Após a declaração do presidente, o ministro da Economia, Paulo Guedes, disse que os dois continuavam alinhados e que o chefe de Estado se referia ao "setor público". O ministro defende que a economia do país está se recuperando - ao mesmo tempo, é a favor do corte dos gastos.
"O que Bolsonaro até poderia dizer é que existe um espaço reduzido para se continuar uma política expansionista, que aumentaria a dívida pública, que cresceu durante a pandemia com o pagamento do auxílio, por exemplo. A consequência disso poderia ser um aumento da inflação e dos juros", argumentou Pinkusfeld.
'Jogar milhares na miséria'
O economista, no entanto, ressalta que essa linha de raciocínio é apenas um modelo de pensamento, que ele próprio discorda. "Desde 2015, implementamos um ajuste fiscal no Brasil que causa o efeito contrário do que se propõe: recessão e aumento da dívida", afirmou.
Por fim, o professor acredita que a intenção real de Bolsonaro é fazer uma simplificação, para explicar de forma mais palatável, que o governo não tem condições de seguir pagando o auxílio emergencial durante a pandemia do coronavírus.
"Com esperteza, Bolsonaro faz a passagem de uma metáfora popular, da vida doméstica das pessoas, para se referir a uma questão macro e de estado: o país está quebrado", disse o especialista. "Mas qual seria a consequência de não fazer nada? Jogar milhares de pessoas na miséria. Pode haver uma recessão grande neste ano e a trajetória da dívida ser até crescente, ou seja, ir na direção contrária da teoria do estamos quebrados", acrescentou Carlos Pinkusfeld.
'Desculpas' para justificar 'escolhas'
Para Cláudio Considera, Bolsonaro dá "desculpas" para justificar suas "próprias escolhas".
"Ele prefere manter subsídios de alguns produtos, que servem mais às classes mais altas, do que fazer algo para as pessoas que ganham menos.
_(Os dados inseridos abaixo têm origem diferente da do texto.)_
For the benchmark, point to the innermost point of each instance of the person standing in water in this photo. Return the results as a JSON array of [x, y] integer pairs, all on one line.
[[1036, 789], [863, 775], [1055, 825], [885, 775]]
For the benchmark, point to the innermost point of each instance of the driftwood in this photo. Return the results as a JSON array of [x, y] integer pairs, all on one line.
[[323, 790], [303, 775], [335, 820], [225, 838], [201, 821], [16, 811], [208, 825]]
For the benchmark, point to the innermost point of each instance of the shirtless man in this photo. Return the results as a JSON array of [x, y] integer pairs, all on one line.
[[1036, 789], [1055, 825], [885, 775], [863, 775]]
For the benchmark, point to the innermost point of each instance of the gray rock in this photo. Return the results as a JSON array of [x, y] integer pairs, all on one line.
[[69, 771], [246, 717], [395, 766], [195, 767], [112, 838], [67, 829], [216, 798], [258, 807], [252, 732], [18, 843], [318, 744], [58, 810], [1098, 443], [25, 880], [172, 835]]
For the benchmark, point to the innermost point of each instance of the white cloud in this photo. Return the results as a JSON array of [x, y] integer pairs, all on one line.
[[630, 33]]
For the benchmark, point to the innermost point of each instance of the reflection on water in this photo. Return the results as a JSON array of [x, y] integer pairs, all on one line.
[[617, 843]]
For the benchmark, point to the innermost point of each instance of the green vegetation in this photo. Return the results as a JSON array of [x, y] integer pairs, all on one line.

Ao contrário do que ele disse, o presidente pode sim fazer muito, como batalhar por uma reforma tributária e administrativa. São escolhas", disse o economista.
Além disso, Considera acredita que a fala do presidente tem uma repercussão muito negativa para o país.
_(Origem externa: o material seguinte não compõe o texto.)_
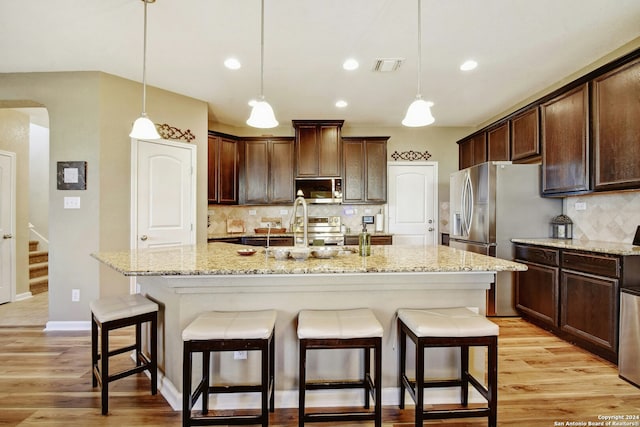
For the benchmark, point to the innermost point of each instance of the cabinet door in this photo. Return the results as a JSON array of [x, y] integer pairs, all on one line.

"Algumas coisas um presidente não pode falar. Essa declaração foi uma grande bobagem, e faz com que o Brasil fique mal no resto do mundo, isso espanta o investidor estrangeiro", criticou.
'Porta aberta para radicalização'
Um dia após decretar a quebra do país, Bolsonaro disse, nesta quarta-feira (6), que o Brasil estava uma "maravilha". "A imprensa sem vergonha, essa imprensa sem vergonha faz uma onda terrível aí. Para a imprensa, bom estava Lula, Dilma, gastando R$ 3 bilhões por ano para eles", afirmou o presidente, segundo o jornal Folha de S.Paulo.
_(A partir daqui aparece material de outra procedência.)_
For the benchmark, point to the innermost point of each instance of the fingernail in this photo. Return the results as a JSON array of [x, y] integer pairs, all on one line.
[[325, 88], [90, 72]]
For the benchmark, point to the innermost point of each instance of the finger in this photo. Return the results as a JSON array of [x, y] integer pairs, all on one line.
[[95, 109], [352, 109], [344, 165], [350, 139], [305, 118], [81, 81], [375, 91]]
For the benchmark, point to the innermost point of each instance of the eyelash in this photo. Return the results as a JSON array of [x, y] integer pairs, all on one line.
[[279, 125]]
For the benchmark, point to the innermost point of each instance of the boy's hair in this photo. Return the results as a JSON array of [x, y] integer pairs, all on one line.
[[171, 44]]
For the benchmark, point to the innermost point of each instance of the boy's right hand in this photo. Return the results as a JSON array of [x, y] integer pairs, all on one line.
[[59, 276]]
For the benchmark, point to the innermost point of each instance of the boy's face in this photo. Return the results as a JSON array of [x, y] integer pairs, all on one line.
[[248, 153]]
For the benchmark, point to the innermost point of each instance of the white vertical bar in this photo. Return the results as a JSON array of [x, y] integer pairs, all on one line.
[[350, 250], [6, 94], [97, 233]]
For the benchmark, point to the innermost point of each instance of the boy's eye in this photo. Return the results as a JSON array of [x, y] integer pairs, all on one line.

Para Tiago Medeiros, professor do departamento de Filosofia do Instituto Federal da Bahia (IFBA), a declaração de Bolsonaro não significa que ele tenha jogado a toalha. "Ele se posiciona de maneira relativamente coerente a outros passos que deu. Essa coisa de falar uma coisa hoje e outra amanhã, o que revela a falta de compromisso com seu discurso", disse à Sputnik Brasil o pesquisador do Laboratório de Estudos Brasil Profundo.
Além disso, Medeiros vê no discurso de Bolsonaro uma "porta sempre aberta para a radicalização".
"Também não é novo o fato de ele argumentar sempre deixando uma porta aberta para uma possibilidade de golpe ou manobra política um pouco mais radical. Afinal, o problema nunca é sua falta de criatividade, sua equipe, sua competência, mas sempre os outros, que são as instituições: o Congresso e o judiciário, que representam o bloqueio ao seu poder de ação, e a mídia, que representa o bloqueio ao seu poder de influência", disse o filósofo político.